Car à la Salle Cortot, Hasselhorn livre une Belle Meunière aussi convaincante que l’enregistrement paru il y a peu, dont notre collègue Charles Sigel saluait il y a quelques jours l’exceptionnel degré d’aboutissement. Dès le premier Lied, le chanteur nous embarque dans un récit sans temps mort. Le piano subtil d’Ammiel Bushakevitz l’aide à oser des nuances, des ralentis et des accélérations, comme autant de creux et de bosses sur le chemin de notre meunier. Avec des interprètes plus immatures, tout cela pourrait déstructurer le discours, fragmenter le propos ou verser dans le narcissisme. Ici, le dosage subtil des effets, toujours mobilisés à bon escient pour éclairer le texte et faire respirer la musique, nous préservent du moindre faux pas. Mais c’est surtout l’enthousiasme communicatif des deux artistes qui donne sa cohérence à l’ensemble. Tout au long du cycle, c’est un personnage dans toute sa cohérence qui nous est présenté à travers la musique de Franz Schubert et les poèmes de Wilhelm Müller. Un jeune homme ardent, audacieux, assoiffé d’aventures et désireux de montrer sa valeur crève l’écran dans toutes les premières mélodies, et empoigne fièrement « Am Feierabend ». La voix, sombre, puissamment projetée, soutenue par un souffle généreux, se plie ensuite à des inflexions aussi spontanées qu’attendries, dans « Ungeduld » et dans « Tränenregen ». L’explosion de « Mein ! », comme il se doit, est trop euphorique pour être honnête, qui porte en elle les prémices des tourments à venir. Ces derniers ne tardent pas : l’enchaînement du « Jäger » et de « Eifersucht und Stolz », où tant de chanteurs cherchent à utiliser les allitérations pour déclencher un effet comique, montre une douleur rageuse et immense, qui se déploie comme un poison lent dans « Die liebe Farbe ». L’épilogue du cycle, dès lors, peut démarrer, dans une atmosphère de désolation fataliste qui ne se dissipera qu’avec les dernières mesures du « Baches Wiegenlied », et sous les ovations d’un public bouleversé.

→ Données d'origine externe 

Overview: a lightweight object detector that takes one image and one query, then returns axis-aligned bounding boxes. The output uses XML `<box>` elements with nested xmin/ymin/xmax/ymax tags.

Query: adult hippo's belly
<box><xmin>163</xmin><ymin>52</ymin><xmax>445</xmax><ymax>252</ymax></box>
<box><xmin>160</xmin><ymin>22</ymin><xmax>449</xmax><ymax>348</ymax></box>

Tout ce qui a été réalisé ce soir par Samuel Hasselhorn et Ammiel Bushakevitz est rare : une œuvre comme la Belle Meunière peut inhiber bien des artistes, coincés par le risque de la faute de goût ou de l’écart stylistique. Eux se promènent calmement sur la ligne de crête sans craindre le faux pas, sans rejeter ce que des mélodies si exquises peuvent receler de simples plaisirs sonores, sans laisser se dissiper une impression d’engagement et de sincérité qui nous ramènent aux meilleures heures d’un Hermann Prey ou d’un Bryn Terfel. Et leur odyssée schubertienne, chez Harmonia Mundi, ne s’arrêtera qu’en 2028, notamment après un Voyage d’Hiver où on a hâte de les suivre.